Trust Affects How Individuals View a Partner’s Past Transgressions

C. Price
C. Price
March 11, 2013
Trust Affects How Individuals View a Partner’s Past Transgressions

Can you ever really forgive your partner’s past misdeeds? According to new research, that depends on how much you trust your partner in the present.

Conducted by Northwestern University and Redeemer University College in Ontario, the study found individuals with a lot of trust in their partner felt better about past transgressions as time passed, while individuals with little trust in their partner felt worse.

 

“Individuals with a lot of trust in their partner

felt better about past transgressions.”

Researchers had a group of college students, with an average age of 18, report on their relationship every two weeks for six months, noting when their partner did something to upset them.

Students then rated on a scale of one to seven how strong the transgression was, how they forgave their partner and how their partner made amends.

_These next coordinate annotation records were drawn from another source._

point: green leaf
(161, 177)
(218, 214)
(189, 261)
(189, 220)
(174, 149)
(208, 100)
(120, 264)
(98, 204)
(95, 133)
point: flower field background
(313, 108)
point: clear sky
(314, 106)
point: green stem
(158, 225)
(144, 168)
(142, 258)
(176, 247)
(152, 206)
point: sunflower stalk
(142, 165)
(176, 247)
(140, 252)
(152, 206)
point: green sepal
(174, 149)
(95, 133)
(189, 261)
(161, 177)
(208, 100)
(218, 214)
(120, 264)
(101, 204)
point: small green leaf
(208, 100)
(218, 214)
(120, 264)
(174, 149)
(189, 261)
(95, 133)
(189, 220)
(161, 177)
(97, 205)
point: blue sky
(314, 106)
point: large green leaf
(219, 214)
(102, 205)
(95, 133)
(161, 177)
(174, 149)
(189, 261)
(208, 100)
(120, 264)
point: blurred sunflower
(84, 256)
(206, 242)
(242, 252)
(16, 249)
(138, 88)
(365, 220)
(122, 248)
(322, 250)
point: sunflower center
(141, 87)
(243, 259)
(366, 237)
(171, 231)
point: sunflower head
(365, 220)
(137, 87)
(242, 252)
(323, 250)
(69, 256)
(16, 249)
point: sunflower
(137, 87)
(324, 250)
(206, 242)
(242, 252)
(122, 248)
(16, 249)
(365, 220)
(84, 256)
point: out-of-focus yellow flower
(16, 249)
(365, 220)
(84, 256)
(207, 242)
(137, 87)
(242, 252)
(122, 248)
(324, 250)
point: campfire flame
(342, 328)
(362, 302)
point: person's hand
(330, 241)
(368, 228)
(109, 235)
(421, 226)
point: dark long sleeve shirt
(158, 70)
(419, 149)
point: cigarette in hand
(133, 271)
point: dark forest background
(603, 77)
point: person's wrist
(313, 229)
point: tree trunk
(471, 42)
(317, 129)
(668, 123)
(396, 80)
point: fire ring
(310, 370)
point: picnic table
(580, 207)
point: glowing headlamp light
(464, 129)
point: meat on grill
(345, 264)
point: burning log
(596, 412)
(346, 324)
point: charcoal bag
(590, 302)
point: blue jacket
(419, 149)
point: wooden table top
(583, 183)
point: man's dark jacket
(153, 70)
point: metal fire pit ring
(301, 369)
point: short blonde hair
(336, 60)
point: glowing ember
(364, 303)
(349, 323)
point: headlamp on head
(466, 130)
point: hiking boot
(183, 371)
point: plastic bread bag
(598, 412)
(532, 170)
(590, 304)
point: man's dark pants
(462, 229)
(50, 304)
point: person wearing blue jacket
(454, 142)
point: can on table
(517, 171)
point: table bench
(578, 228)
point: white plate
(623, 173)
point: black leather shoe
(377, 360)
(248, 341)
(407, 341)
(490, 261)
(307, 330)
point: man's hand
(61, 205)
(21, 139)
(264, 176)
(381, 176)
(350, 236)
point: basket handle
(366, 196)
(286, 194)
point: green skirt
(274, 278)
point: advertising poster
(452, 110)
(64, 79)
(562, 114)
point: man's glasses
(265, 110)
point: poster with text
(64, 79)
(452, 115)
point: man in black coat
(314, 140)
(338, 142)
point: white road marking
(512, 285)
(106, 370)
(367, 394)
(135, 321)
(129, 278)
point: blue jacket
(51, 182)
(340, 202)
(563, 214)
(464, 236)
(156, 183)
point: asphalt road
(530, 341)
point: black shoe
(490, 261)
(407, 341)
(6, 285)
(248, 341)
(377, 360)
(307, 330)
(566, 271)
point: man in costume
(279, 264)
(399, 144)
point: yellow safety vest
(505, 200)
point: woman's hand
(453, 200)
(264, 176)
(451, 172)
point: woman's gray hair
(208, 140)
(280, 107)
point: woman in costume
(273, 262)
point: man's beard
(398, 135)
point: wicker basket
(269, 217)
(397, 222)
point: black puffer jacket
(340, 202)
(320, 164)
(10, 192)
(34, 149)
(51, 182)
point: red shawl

While the study focused on college students, researchers noted these results would repeat themselves among adults as well, especially once they controlled for other personality traits and found trust was the primary factor correlating with forgiveness.

“The tension between self-protection and relationship promotion exists throughout the time course of a close relationship,” said psychology professor Eli J. Finkel. “Given that trust varies among both older and younger people, it seems likely that high levels of trust should foster relationship-promoting memory distortions in a broad range of people.”